Dieynaba a six ans et vit à Dakar, au Sénégal. Des passants ont découvert un jour cette fillette bien habillée, serrant sa poupée contre son cœur. Sur elle, aucun papier, aucune information pour l’identifier. Petit détail: cette enfant autiste ne parle pas. Professeur de droit public à l’Université virtuelle du Sénégal, Abdou Diop témoigne de la vie de cette enfant sans aucune existence juridique, puisque tous ignorent sa nationalité. «Cela fait 4 ans que des démarches juridiques ont été entreprises pour elle, sans succès jusqu’à présent. L’État sénégalais n’accorde la citoyenneté qu’aux enfants de moins de six mois», témoigne le chercheur membre du nouvel Observatoire sur les migrations, l’asile et l’apatridie (OMIRAS) du Centre interdisciplinaire de recherche sur l’Afrique et le Moyen-Orient, lancé le 12 décembre.
Ce diplômé, qui a fait sa thèse de doctorat avec le professeur de droit Olivier Delas de l’Université Laval, fait partie du comité de recherche de ce nouveau regroupement, qui va notamment s’intéresser à la question des personnes sans nationalité à travers le monde. Ainsi, un million de personnes vivent avec un statut d’apatride en Afrique de l’Ouest et plus de 10 millions à l’échelle mondiale. Une situation qui les rend particulièrement vulnérables quand ils se déplacent d’un pays à l’autre. Parmi les autres sujets qui mobilisent les chercheurs de l’observatoire, figurent aussi les principales étapes du parcours migratoire, autrement dit le départ du migrant, son transit vers le pays visé, puis parfois son retour sur sa terre d’origine.
«Nous regroupons aussi bien de jeunes juristes que des sociologues, des chercheurs spécialisés en éducation ou des politicologues qui, ensemble, parlent 8 langues, souligne la coordonnatrice Charlène-Rokhaya Jaye. Cela va nous permettre de décloisonner nos recherches, sans nous limiter à des indicateurs statistiques.» Ndeye Dieynaba Ndiaye, qui termine sa thèse de doctorat en droit, a eu l’idée de ce regroupement original, auquel s’associent plusieurs professeurs et universitaires de l'Université Laval, du Canada et d'Afrique. L'un des axes de recherche porte sur les raisons qui poussent des dizaines de milliers de personnes à prendre la route ou la mer chaque année, au risque d’y laisser leur vie. Près de 1150 migrants se sont noyés en Méditerranée seulement dans les 7 premiers mois de 2019 selon l’Organisation internationale pour les migrations, sans parler de ceux et de celles dont les proches n’ont jamais appris le décès.

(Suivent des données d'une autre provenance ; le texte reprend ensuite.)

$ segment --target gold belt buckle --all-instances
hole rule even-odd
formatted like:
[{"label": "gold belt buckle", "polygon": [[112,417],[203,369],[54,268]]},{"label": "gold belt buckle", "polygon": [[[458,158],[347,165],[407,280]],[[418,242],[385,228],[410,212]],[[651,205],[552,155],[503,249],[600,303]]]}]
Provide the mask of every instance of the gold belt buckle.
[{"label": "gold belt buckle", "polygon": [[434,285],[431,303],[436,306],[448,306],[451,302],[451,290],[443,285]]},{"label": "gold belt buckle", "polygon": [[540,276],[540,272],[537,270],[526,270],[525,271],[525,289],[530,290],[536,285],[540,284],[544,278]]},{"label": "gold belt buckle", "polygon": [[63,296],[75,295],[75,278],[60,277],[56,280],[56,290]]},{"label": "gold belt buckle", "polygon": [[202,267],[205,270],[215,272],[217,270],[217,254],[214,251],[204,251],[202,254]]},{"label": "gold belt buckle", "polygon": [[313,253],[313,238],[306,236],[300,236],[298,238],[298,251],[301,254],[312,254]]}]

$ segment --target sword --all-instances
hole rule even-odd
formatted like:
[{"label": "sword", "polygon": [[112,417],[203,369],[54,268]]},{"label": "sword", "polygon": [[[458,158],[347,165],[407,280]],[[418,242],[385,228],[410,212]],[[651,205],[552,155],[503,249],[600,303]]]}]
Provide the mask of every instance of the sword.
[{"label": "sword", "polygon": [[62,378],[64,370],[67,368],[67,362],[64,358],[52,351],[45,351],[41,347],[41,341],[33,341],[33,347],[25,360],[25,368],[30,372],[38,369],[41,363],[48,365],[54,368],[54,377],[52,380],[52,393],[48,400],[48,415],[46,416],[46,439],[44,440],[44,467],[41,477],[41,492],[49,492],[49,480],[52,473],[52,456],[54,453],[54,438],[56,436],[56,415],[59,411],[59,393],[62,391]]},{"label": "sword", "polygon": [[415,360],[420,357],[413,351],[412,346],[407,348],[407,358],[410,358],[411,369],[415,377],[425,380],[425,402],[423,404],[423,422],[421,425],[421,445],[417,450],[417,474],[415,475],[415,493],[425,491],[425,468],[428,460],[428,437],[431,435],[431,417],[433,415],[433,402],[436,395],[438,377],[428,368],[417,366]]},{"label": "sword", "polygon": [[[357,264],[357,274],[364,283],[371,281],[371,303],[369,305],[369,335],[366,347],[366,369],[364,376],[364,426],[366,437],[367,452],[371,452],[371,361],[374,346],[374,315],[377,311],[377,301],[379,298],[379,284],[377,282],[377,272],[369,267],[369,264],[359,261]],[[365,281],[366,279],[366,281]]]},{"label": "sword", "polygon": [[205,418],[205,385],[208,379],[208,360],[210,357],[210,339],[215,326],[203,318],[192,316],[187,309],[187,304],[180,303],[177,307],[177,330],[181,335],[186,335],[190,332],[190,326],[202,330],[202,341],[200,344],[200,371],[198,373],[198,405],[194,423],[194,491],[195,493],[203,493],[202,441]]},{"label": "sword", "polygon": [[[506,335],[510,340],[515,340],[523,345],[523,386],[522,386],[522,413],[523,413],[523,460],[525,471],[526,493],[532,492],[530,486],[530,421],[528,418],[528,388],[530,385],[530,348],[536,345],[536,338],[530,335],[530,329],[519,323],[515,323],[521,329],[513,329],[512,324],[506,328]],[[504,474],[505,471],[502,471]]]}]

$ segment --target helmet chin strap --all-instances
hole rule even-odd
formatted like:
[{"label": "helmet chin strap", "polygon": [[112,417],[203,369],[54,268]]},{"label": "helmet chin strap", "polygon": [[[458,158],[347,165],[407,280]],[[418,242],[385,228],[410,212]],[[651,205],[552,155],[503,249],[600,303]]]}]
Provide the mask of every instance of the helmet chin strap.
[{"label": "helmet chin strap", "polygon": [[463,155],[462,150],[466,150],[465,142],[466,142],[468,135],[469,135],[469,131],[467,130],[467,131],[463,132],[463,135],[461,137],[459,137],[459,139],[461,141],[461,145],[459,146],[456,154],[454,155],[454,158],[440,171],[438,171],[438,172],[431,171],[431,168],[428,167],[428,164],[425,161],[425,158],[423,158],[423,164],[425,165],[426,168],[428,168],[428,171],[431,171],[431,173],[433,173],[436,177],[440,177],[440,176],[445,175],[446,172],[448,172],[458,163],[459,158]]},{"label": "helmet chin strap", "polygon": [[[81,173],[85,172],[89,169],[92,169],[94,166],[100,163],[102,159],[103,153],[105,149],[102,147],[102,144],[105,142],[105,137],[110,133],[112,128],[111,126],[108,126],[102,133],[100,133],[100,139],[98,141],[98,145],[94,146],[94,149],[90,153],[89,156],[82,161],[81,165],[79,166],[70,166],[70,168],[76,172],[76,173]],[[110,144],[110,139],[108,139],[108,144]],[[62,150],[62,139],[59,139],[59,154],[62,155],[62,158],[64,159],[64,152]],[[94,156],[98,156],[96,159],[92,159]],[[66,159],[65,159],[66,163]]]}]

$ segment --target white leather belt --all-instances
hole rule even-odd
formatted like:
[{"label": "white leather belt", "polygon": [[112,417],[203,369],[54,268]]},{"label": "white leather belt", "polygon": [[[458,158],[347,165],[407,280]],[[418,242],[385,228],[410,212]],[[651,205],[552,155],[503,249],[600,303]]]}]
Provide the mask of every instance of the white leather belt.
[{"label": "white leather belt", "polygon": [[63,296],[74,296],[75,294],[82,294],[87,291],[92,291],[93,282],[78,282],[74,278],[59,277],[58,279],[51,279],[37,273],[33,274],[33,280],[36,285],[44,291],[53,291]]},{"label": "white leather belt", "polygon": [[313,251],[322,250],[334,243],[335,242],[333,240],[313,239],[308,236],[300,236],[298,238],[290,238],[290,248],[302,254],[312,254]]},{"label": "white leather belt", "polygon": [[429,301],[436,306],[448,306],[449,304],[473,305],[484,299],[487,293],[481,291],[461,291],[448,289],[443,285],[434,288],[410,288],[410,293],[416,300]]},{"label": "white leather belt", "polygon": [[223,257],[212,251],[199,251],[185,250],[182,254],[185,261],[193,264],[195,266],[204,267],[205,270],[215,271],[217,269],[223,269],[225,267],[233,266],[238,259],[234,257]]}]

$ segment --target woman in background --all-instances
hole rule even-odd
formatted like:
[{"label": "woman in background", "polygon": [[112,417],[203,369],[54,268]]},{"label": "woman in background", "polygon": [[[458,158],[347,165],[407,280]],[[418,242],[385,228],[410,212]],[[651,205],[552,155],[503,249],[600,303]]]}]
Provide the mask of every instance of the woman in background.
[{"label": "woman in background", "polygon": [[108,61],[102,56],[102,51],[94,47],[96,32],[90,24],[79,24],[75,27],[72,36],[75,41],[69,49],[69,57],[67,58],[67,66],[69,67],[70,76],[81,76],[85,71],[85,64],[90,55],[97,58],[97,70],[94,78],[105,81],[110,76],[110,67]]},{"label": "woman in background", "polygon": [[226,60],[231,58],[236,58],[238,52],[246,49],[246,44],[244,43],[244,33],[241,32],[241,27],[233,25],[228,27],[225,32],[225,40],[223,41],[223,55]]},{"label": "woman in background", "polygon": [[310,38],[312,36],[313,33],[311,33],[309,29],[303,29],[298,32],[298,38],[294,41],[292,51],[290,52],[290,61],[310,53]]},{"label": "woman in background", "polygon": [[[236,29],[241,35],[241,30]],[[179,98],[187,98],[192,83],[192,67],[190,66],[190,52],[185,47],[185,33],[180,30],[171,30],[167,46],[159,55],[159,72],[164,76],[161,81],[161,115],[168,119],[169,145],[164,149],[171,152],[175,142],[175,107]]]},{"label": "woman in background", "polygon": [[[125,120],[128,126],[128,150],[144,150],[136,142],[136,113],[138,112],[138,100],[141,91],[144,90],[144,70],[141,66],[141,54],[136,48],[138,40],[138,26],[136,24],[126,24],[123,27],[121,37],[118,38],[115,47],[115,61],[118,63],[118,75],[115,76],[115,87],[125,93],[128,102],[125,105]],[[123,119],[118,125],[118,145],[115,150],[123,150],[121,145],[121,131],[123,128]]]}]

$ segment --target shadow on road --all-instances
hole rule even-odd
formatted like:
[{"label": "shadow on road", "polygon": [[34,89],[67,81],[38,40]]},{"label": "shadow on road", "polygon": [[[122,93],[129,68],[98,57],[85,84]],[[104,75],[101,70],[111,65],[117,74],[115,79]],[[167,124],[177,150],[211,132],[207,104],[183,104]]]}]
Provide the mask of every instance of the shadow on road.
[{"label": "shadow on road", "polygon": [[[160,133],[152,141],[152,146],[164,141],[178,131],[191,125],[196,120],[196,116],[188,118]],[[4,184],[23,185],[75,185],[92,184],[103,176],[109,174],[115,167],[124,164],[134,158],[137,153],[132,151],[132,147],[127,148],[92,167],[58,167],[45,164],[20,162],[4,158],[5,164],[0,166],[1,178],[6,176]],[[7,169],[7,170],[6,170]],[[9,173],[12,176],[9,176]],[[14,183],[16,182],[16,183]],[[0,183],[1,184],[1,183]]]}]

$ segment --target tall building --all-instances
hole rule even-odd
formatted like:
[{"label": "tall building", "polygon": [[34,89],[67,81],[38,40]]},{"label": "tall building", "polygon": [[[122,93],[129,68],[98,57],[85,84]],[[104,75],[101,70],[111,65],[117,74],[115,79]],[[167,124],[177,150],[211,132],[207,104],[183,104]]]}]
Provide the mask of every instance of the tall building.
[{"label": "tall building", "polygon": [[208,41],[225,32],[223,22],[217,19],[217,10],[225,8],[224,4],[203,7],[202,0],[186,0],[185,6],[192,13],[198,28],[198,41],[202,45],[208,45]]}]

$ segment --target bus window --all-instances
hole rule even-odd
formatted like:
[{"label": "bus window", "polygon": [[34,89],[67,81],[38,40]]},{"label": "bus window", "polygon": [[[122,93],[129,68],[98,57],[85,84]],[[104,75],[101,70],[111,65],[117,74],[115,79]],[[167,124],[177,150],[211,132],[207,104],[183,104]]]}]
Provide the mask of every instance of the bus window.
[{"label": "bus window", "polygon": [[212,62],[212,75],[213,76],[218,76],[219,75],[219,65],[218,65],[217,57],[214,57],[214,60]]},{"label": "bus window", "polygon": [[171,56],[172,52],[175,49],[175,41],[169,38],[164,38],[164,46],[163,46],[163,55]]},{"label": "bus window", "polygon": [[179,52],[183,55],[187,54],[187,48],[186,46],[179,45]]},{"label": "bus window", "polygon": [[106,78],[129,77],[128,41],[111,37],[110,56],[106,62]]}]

«La plupart du temps, la vie rêvée qu’ils avaient imaginée se termine en cauchemar, constate la juriste. Avec l’OMIRAS, on aimerait produire des recherches-action pour informer aussi les populations sur les pays de destination, trop souvent idéalisés.» L’Observatoire va également se pencher sur la vulnérabilité des migrants, aux prises avec les barrières érigées par certains États à l’extérieur de leur territoire. À titre d’exemple, Frontex, l’Agence européenne de contrôle des frontières, dispose d’un contingent de nombreux garde-côtes et garde-frontières pour mieux contrôler l’accès des étrangers à l’Europe.
Ces mesures sécuritaires limitent bien sûr les déplacements des uns et des autres entre les pays, mais elles ont aussi des conséquences sur la criminalisation des migrants irréguliers, des demandeurs d'asile et des réfugiés, comme l’a constaté Ndeye Dieynaba Ndiaye dans sa thèse. Par exemple, certains Africains sont arrêtés pour avoir voulu rejoindre les pays du Nord, et incarcérés dans leur pays d’origine ou de transit. Plus que jamais, l’aventure migratoire devient un parcours à haut risque.